If you're recording a voiceover and need per-slide 1920×1080 stills for a video editor, slides/render_slides.py generates them in a headless browser via Playwright. Takes under a minute for all 14 decks (~274 slides).
# One-time setup
pip install playwright
python3 -m playwright install chromium
# Render all decks as JPG at 1920×1080 → slides-jpg/module-NN-slug/NN.jpg
python3 slides/render_slides.py
# Just one module
python3 slides/render_slides.py --module 05
# PNG instead of JPG (lossless, bigger)
python3 slides/render_slides.py --format png
# Different resolution
python3 slides/render_slides.py --width 1280 --height 720The progress strip and on-screen controls are hidden in rendered output so each frame uses the full canvas. Output is .gitignore'd by default (re-generating is cheap); remove the entry if you want to commit stills alongside the source.
index.html slides portal / course front page (deployable to S3)
slides/shared/ canonical CSS/JS — edit here
slides/build_slides.py inlines shared/*.{css,js} into each deck (run after edits)
slides/render_slides.py renders every slide as a 1920×1080 JPG/PNG for video editing
slides/module-NN-slug/ per-module deck (self-contained) + speaker_notes.md
slides-jpg/ (generated; gitignored) per-slide image renders
textbook/_sources/chapters/ chapter markdown (canonical)
textbook/_sources/tools/ build_html.py
textbook/index.html generated booklet (do not hand-edit)

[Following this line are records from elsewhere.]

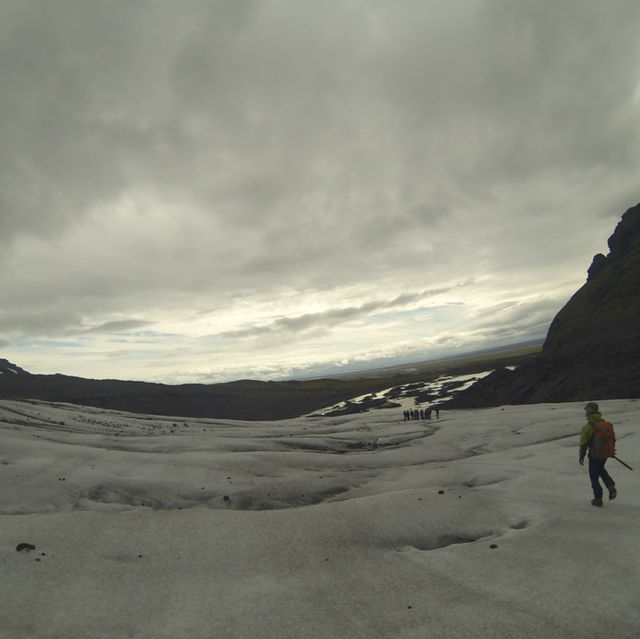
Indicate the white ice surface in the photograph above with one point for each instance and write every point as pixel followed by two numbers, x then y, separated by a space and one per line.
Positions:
pixel 353 527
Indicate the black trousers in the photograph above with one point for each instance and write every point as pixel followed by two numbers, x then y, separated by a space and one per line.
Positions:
pixel 597 471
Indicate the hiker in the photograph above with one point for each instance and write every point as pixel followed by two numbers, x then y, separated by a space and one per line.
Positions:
pixel 597 435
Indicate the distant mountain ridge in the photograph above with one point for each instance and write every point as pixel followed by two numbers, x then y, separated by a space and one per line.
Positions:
pixel 592 349
pixel 7 368
pixel 246 399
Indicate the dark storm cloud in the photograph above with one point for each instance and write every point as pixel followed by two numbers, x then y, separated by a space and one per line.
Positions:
pixel 335 316
pixel 119 326
pixel 161 158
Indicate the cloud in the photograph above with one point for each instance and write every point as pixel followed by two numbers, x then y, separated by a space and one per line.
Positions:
pixel 256 169
pixel 335 316
pixel 119 326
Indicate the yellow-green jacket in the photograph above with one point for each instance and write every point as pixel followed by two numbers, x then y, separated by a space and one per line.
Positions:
pixel 587 432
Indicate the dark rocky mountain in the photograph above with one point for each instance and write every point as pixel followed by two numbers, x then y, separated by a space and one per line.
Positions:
pixel 592 349
pixel 7 368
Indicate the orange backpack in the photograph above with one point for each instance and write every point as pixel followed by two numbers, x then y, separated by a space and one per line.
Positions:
pixel 603 441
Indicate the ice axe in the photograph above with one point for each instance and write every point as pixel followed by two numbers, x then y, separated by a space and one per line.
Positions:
pixel 618 459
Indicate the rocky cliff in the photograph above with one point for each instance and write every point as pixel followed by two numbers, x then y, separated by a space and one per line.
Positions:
pixel 592 349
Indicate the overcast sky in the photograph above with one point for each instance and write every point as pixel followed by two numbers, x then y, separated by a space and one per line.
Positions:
pixel 211 190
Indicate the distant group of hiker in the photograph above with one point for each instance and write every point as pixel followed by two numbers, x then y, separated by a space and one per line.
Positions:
pixel 422 413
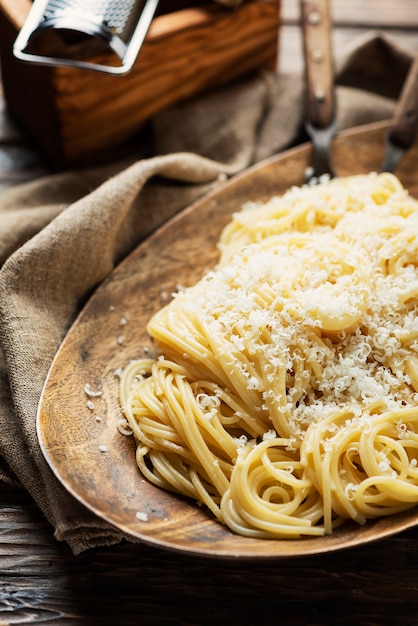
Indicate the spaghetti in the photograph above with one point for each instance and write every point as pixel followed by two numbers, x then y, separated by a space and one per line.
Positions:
pixel 285 396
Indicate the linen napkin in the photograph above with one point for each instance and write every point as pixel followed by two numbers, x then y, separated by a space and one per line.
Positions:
pixel 48 229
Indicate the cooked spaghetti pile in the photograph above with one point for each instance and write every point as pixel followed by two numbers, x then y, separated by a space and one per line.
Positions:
pixel 285 398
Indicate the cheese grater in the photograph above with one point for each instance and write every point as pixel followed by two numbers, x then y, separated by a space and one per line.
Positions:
pixel 59 32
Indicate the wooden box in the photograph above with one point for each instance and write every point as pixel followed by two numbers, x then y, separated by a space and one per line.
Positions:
pixel 81 117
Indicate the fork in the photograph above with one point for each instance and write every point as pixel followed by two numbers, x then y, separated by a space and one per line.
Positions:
pixel 320 120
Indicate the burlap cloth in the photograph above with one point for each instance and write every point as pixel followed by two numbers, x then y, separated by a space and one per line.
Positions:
pixel 48 231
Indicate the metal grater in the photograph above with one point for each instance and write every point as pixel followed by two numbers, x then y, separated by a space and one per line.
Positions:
pixel 53 29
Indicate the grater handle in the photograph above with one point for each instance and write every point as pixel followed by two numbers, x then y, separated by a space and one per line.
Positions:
pixel 127 53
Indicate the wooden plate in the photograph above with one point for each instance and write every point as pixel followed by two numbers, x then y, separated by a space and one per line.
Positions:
pixel 91 458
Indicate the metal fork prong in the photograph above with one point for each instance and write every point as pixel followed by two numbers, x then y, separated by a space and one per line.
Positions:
pixel 322 160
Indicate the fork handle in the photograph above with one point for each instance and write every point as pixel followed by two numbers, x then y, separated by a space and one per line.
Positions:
pixel 319 70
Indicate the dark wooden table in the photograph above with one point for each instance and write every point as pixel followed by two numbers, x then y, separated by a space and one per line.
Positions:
pixel 42 582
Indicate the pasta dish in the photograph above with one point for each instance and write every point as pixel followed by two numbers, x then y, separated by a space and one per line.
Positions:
pixel 284 393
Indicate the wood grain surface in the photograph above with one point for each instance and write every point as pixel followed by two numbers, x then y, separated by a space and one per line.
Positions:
pixel 41 582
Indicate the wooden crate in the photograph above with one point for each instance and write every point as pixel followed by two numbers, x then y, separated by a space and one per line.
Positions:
pixel 82 117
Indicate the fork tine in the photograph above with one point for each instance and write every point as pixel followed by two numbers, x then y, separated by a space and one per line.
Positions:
pixel 320 94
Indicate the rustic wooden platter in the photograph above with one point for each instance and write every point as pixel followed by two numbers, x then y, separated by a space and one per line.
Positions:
pixel 83 446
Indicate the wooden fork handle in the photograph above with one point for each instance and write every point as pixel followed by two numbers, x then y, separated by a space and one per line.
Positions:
pixel 319 71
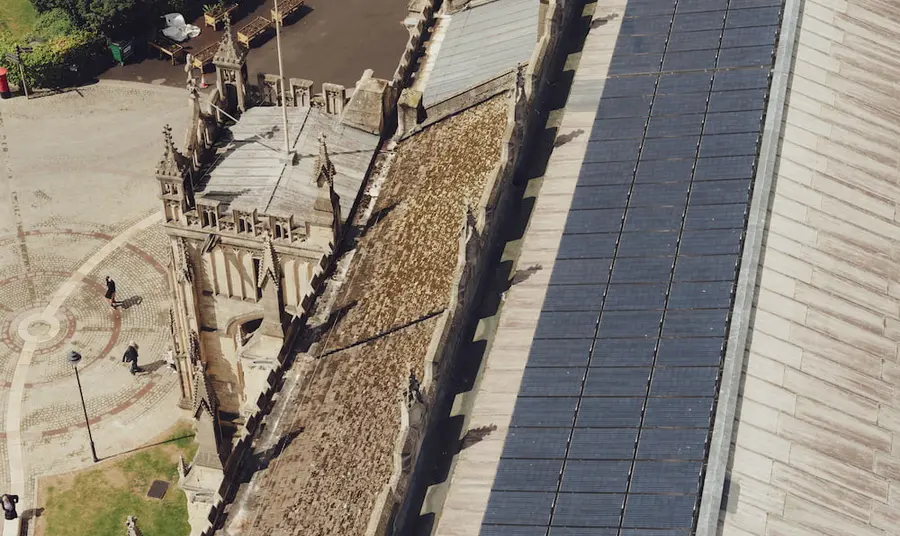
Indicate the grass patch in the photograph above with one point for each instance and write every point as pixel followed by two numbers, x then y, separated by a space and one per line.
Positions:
pixel 17 17
pixel 95 502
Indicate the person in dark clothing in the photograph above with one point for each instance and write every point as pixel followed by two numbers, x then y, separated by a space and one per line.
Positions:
pixel 8 503
pixel 131 358
pixel 111 291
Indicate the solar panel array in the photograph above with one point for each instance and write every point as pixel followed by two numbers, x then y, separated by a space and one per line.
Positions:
pixel 610 430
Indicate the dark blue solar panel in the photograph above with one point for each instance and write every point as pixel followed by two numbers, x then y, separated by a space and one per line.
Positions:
pixel 527 475
pixel 580 272
pixel 574 297
pixel 659 194
pixel 648 244
pixel 551 381
pixel 623 353
pixel 614 196
pixel 610 430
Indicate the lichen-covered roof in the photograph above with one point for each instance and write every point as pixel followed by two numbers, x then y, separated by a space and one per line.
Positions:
pixel 251 175
pixel 480 43
pixel 326 481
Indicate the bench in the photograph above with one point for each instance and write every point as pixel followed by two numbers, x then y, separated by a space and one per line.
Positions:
pixel 167 47
pixel 286 8
pixel 253 29
pixel 204 56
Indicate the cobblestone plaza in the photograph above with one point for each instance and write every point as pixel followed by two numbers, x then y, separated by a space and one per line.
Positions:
pixel 78 204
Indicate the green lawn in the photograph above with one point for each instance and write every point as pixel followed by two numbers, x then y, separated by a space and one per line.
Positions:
pixel 17 17
pixel 97 501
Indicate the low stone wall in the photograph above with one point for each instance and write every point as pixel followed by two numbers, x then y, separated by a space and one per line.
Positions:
pixel 396 503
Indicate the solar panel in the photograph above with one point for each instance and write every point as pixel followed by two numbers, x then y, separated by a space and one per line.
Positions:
pixel 659 194
pixel 725 168
pixel 681 477
pixel 628 324
pixel 596 173
pixel 761 16
pixel 725 191
pixel 706 39
pixel 635 64
pixel 690 352
pixel 596 476
pixel 603 444
pixel 669 148
pixel 587 246
pixel 553 381
pixel 745 57
pixel 580 272
pixel 559 353
pixel 690 60
pixel 651 171
pixel 606 196
pixel 588 509
pixel 692 22
pixel 651 244
pixel 675 125
pixel 536 443
pixel 695 323
pixel 630 342
pixel 733 122
pixel 754 36
pixel 659 511
pixel 711 242
pixel 705 295
pixel 617 381
pixel 548 412
pixel 574 298
pixel 684 381
pixel 623 352
pixel 654 218
pixel 642 270
pixel 625 297
pixel 672 444
pixel 594 221
pixel 522 508
pixel 622 128
pixel 568 325
pixel 527 475
pixel 697 6
pixel 610 412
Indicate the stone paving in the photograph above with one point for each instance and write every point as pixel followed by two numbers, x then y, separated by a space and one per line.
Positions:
pixel 78 202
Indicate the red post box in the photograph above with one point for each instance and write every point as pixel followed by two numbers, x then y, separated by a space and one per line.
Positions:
pixel 4 85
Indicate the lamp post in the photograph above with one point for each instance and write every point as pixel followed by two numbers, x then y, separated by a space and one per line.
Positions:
pixel 74 358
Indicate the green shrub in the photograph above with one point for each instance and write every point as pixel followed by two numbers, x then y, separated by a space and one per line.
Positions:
pixel 57 47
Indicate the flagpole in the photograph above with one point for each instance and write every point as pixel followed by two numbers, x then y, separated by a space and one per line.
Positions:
pixel 278 21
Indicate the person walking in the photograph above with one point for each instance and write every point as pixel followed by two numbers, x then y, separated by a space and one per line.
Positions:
pixel 8 503
pixel 111 292
pixel 130 357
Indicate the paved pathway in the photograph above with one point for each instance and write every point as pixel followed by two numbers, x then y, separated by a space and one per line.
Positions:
pixel 78 203
pixel 817 446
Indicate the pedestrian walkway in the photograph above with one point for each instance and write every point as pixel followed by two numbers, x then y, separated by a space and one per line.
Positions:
pixel 79 203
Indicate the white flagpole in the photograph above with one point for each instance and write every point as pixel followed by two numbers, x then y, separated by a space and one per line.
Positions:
pixel 287 143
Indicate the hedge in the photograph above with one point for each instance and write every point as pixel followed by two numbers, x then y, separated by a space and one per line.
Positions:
pixel 57 46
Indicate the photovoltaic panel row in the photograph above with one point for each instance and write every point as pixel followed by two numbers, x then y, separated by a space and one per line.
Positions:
pixel 610 427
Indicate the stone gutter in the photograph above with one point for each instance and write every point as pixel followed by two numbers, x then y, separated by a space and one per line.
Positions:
pixel 745 293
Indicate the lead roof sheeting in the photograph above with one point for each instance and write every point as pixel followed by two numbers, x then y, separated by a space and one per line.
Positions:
pixel 480 44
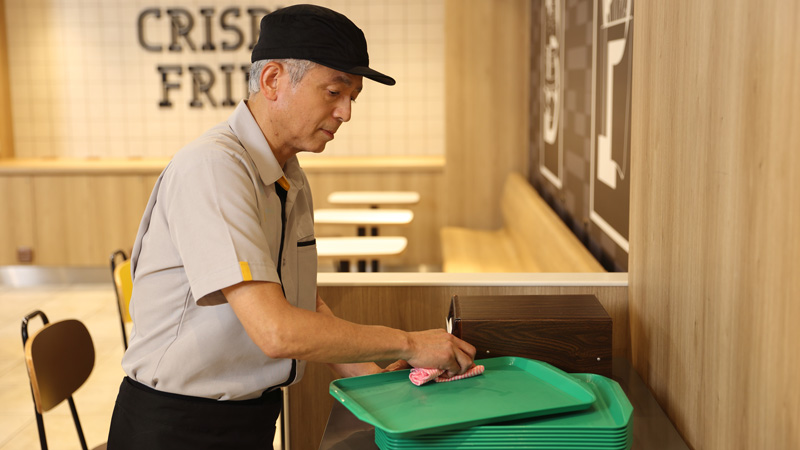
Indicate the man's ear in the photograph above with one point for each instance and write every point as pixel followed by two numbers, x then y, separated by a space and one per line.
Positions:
pixel 269 80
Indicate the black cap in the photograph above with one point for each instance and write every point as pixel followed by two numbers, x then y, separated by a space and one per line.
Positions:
pixel 316 34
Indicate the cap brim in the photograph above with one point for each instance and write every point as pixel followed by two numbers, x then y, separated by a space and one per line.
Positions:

notebooks/ 14 runnable exercises, one per module
notebooks/legacy/ earlier notebooks, kept for reference during transition
mcp_servers/ reusable MCP servers used in M02 and M14
scripts/ python helpers for notebooks
DEMOS_BROKEN.md running log of demos that need fixing
CLAUDE.md project conventions for AI collaborators
All exercises are designed to run on cheap models. Default to openrouter/google/gemini-2.5-flash-lite or openrouter/openai/gpt-4o-mini on OpenRouter (typical module cost: under $0.05 when running all cells). On Google AI Studio, default to gemini-2.5-flash; the Live API demo in M13 uses gemini-live-2.5-flash-native-audio for short smoke tests only.
A full Quick path costs under $0.10 total on OpenRouter + Google AI Studio free tier combined.
Materials © Robert Barcík / LearningDoe s.r.o. Code samples Apache 2.0.